Fed Chairman Jerome Powell said in a May 17 interview with The Wall Street Journal that he was confident the Fed could pull it off.

“There are pathways for us to be able to moderate demand, get demand and supply back in alignment, and get inflation back down while also having a strong labor market,” he said. “You’d still have quite a strong labor market if unemployment were to move up a few ticks.”

The Fed is pursuing an aggressive path of interest-rate increases to curb inflation that could contribute to a slower pace of labor market growth.

Fed officials have moved up their benchmark rate by three-quarters of a percentage point over two meetings this year and have penciled in another percentage-point increase over the next two meetings.

That has pushed up borrowing costs, particularly in the housing sector, where the average 30-year mortgage rate is now above 5%, up from around 3% a year ago, according to housing lender Freddie Mac.

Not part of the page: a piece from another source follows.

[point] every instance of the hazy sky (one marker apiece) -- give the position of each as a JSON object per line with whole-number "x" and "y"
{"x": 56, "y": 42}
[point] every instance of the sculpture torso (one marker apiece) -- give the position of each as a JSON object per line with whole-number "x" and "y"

Home sales have fallen in response. Existing-home sales were down 5.9% in April from the previous year, according to the National Association of Realtors.

Inflation could also curb job growth in the coming months as consumers pull back on spending. A measure of consumer sentiment published by the University of Michigan fell in May to its lowest level in more than a decade on inflation concerns.

For now, economists say there are few signs that a slowing labor market will lead to a recession soon. Consumer expenditures, which represent about two-thirds of the U.S. economy, grew at a seasonally adjusted annual rate of 0.9% in April, a sign that households are still willing to spend thanks to higher wages and pent-up savings accumulated earlier in the pandemic.

“I think there’s a 100% or a 99% chance of a slowdown, but a recession is not necessarily in the cards,” said Greg Daco, chief economist at EY-Parthenon, a consulting firm. “We don’t have the usual signals of an impending recession.”